Polisi Kembali Geledah Ruko di Cipete Terkait Tiga Kasus Korupsi Besar

photo author
Adis Cahyana, View Jabar
- Jumat, 10 Juli 2026 | 02:25 WIB
Ruko di Cipete digeledah Polisi. (Detikcom)
Ruko di Cipete digeledah Polisi. (Detikcom)

JAKARTA, ViewJabar.com - Penyidik Ditreskrimsus Polda Metro Jaya bersama Korps Pemberantasan Tindak Pidana Korupsi (Kortas Tipikor) Polri bergerak cepat mengusut tiga kasus dugaan korupsi besar. Terbaru, polisi menggeledah sebuah rumah toko (ruko) di kawasan Cipete, Jakarta Selatan, pada Kamis (9/7/2026) malam.
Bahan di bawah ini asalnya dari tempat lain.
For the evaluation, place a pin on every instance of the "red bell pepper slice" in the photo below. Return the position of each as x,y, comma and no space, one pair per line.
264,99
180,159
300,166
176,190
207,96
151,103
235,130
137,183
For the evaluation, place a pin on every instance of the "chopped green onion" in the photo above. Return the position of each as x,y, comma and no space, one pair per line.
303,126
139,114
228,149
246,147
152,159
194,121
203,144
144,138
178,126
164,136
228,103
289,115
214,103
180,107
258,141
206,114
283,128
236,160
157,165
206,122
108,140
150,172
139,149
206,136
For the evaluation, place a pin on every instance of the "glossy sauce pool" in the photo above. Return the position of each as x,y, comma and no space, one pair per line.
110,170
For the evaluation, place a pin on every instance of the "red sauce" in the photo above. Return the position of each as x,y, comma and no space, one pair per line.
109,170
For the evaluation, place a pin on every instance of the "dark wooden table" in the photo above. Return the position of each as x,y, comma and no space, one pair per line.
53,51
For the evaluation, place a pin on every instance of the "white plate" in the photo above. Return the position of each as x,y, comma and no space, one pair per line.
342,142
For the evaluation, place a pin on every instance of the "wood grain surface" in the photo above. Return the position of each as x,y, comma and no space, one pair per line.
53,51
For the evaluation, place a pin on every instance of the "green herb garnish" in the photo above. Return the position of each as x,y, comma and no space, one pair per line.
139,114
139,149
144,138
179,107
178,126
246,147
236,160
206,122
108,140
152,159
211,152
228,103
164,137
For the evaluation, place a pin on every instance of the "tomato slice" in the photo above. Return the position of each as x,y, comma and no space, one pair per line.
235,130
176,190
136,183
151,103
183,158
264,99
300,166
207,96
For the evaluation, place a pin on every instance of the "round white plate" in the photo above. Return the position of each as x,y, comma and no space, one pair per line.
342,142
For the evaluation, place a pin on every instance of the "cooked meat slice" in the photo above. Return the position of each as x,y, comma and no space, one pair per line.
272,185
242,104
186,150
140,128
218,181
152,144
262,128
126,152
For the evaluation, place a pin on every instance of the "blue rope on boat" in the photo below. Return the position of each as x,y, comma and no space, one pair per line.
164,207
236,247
Iring-iringan petugas kepolisian tiba di lokasi sekitar pukul 23.15 WIB. Berdasarkan pantauan, sejumlah petugas yang mengenakan rompi bertuliskan 'Kortas Tipikor' langsung masuk untuk menyisir area ruko tersebut.

Kabid Humas Polda Metro Jaya, Kombes Budi Hermanto, membenarkan adanya aktivitas penegakan hukum tersebut.

Baca Juga: Polisi Sita Emas 74 Kg Senilai Rp 476 Miliar dari Brankas Rahasia di Sentul Imbas Kasus Korupsi Batu Bara

Meski demikian, pihak kepolisian masih enggan membeberkan secara detail mengenai hasil dari penggeledahan terbaru ini.

"Benar (ada penggeledahan)," ujar Budi Hermanto saat dikonfirmasi wartawan, Kamis (9/7/2026). "Saat ini polisi masih melakukan pendalaman."

Operasi ini merupakan kelanjutan dari rangkaian penggeledahan besar-besaran yang dilakukan sehari sebelumnya, Rabu (8/7/2026).

Pada hari tersebut, tim gabungan telah mengubek-ubek sejumlah lokasi strategis, mulai dari tempat usaha money changer, kafe de'Clan Signature di Cipete, hingga sebuah rumah tinggal yang berlokasi di Bogor, Jawa Barat.

Dari rentetan penggeledahan awal itu, penyidik mengamankan aset bernilai fantastis. Barang bukti yang disita di antaranya adalah emas batangan serta mata uang asing (valas) yang nilainya ditaksir mencapai miliaran rupiah.

Rangkaian penggeledahan maraton ini dilakukan dalam rangka joint investigation atau investigasi bersama antara Polda Metro Jaya dan Kortas Tipikor Polri.

Kakortas Tipikor Polri, Irjen Totok Suharyanto, mengungkapkan bahwa operasi ini menyasar tiga klaster kasus dugaan korupsi terpisah.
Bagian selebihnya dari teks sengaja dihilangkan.